O governo brasileiro falhou na tentativa de incluir uma condenação a Cuba no documento oficial da reunião do Grupo de Lima que foi realizada nesta sexta-feira (8) em Brasília. 

Segundo interlocutores que acompanharam o encontro, o ministro Ernesto Araújo (Relações Exteriores) e o chanceler da Colômbia, Carlos Holmes Trujillo, defenderam que constasse na declaração final uma referência mais dura contra a ingerência do governo cubano na Venezuela.

Houve, no entanto, oposição da maioria das demais nações que compõem o Grupo de Lima à proposta. 

O ministro das Relações Exteriores Ernesto Araujo (no centro) durante a reunião do Grupo de Lima
O ministro das Relações Exteriores Ernesto Araujo (no centro) durante a reunião do Grupo de Lima - Adriano Machado/Reuters

A avaliação dos outros países presentes foi que a responsabilização da ilha governada por Miguel Díaz-Canel pela crise na Venezuela seria uma postura contraproducente e pouco pragmática.

Além do mais, alguns desses governos mantêm boas relações com Cuba e consideram que a superação da situação dramática na Venezuela passa por chamar a ilha para a mesa de negociações. 

No documento final divulgado após o encontro, os membros do Grupo de Lima “exortam os governos que apoiam o regime ilegítimo da Venezuela a favorecer a transição democrática”.

“Especialmente, fazem um chamado a Cuba a ser parte da solução da crise”, diz a declaração, em uma linguagem que foge dos termos duros esperados pelo Brasil.

No início da reunião, Ernesto classificou Cuba como um regime que “exporta a ditadura para praticamente toda a América Latina”. 

Ele fez os comentários ao defender o voto dado pelo Brasil na ONU, na quinta-feira (7), a favor do embargo econômico aplicado pelos EUA contra a ilha —um gesto que contrariou 27 anos de tradição diplomática brasileira. 

“Achamos fundamental que em todas as instâncias chamemos a atenção para esse papel que Cuba desempenha há 60 anos, não só na Venezuela, na tentativa de exportar a ditadura para praticamente toda a América Latina”, disse o chanceler brasileiro no começo do encontro do Grupo de Lima. “E nosso voto deve ser entendido nesse sentido.”

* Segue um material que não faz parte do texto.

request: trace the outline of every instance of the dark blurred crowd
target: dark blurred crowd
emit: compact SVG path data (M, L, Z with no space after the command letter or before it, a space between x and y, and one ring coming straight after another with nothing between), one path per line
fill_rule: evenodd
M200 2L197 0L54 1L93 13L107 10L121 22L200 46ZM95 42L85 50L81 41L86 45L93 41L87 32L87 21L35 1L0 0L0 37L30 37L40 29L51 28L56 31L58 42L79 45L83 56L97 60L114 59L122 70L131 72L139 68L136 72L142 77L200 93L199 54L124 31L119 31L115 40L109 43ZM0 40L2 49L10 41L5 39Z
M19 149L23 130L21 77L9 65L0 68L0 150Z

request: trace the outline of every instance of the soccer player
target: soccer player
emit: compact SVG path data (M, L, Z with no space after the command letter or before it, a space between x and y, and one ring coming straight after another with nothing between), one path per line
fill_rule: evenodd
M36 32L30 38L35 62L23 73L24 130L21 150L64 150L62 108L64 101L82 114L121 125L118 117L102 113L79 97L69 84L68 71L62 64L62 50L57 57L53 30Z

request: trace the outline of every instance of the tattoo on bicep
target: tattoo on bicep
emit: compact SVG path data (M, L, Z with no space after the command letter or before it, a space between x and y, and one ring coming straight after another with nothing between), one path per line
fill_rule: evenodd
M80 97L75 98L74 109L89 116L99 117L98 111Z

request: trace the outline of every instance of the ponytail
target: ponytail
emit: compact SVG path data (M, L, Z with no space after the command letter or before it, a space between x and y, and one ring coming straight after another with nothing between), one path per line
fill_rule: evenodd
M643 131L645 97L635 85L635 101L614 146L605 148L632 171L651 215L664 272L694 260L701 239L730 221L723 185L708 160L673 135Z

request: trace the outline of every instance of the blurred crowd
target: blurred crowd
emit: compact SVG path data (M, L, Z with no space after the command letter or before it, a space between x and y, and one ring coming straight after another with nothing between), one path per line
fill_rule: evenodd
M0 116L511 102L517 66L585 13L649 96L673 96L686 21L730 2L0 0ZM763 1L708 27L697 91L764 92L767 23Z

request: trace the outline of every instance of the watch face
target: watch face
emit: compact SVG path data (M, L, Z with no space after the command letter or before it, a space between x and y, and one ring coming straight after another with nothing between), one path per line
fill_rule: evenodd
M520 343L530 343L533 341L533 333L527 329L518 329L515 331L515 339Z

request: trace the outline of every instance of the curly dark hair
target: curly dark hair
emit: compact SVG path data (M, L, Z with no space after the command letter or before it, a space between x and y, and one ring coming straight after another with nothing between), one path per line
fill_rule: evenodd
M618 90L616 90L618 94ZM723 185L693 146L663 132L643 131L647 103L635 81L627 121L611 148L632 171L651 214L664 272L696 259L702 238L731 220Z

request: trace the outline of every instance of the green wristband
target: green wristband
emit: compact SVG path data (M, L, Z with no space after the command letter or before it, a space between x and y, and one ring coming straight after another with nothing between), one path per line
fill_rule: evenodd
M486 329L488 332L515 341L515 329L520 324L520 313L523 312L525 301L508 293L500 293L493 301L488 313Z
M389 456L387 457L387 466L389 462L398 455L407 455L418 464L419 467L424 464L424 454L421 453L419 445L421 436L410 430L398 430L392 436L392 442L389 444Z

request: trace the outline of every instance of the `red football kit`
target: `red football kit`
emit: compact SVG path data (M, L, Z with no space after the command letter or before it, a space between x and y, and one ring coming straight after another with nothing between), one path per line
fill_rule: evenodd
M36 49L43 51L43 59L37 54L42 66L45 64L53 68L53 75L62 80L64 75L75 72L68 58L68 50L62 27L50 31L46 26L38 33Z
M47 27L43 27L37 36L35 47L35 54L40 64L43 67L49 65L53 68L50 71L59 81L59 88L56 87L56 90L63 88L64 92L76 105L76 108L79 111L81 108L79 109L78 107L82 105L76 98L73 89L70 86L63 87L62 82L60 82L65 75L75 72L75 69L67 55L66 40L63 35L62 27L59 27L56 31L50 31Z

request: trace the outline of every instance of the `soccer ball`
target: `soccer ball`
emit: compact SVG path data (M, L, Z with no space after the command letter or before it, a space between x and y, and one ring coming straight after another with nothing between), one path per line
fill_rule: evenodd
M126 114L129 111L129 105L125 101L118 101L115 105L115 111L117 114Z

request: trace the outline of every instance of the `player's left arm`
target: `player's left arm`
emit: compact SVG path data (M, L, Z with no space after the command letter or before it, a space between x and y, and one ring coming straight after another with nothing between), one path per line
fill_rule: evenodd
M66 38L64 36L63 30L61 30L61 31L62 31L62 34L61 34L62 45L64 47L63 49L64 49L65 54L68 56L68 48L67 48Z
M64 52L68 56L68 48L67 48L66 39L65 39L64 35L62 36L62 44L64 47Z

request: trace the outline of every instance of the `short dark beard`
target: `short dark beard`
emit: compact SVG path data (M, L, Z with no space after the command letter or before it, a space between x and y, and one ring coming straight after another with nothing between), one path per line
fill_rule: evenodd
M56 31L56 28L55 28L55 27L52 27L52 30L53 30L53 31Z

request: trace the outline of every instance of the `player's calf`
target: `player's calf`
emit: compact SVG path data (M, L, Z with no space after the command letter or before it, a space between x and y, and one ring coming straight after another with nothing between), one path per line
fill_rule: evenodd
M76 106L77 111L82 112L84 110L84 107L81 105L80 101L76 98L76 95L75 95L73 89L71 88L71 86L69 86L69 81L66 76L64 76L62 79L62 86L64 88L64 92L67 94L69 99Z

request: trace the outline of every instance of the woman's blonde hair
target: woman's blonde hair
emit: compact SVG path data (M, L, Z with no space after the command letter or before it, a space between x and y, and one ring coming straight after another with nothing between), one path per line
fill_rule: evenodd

De acordo com pessoas que acompanham o tema, a menção a Cuba foi ponto central na reunião desta sexta. 

Na avaliação desses interlocutores, Brasil e Colômbia aceitaram uma redação mais branda porque, caso insistissem, ficaria evidente um racha entre os países que compõem esse fórum.

O Grupo de Lima é formado atualmente por Argentina, Brasil, Canadá, Chile, Colômbia, Costa Rica, Guatemala, Guiana, Honduras, Panamá, Paraguai, Peru e Santa Lúcia. 

Os representantes de Juan Guaidó, reconhecido por esses países como presidente encarregado da Venezuela, também participam das reuniões.

Além da divisão sobre a condenação a Cuba, o Grupo de Lima teme perder relevância no futuro.

Não apenas porque o ditador Nicolás Maduro continua no poder apesar da pressão diplomática aplicada pelos países do Grupo de Lima, mas pela expectativa de que o presidente eleito da Argentina, Alberto Fernández, se retire da aliança.

O chanceler do Peru, Gustavo Meza-Cuadra, mencionou na sua fala preocupação com o futuro do grupo frente a permanência de Maduro no poder. “Nos preocupa que a reiteração das nossas posições possam banalizar e normalizar a crise, que segue se agravando”, disse. 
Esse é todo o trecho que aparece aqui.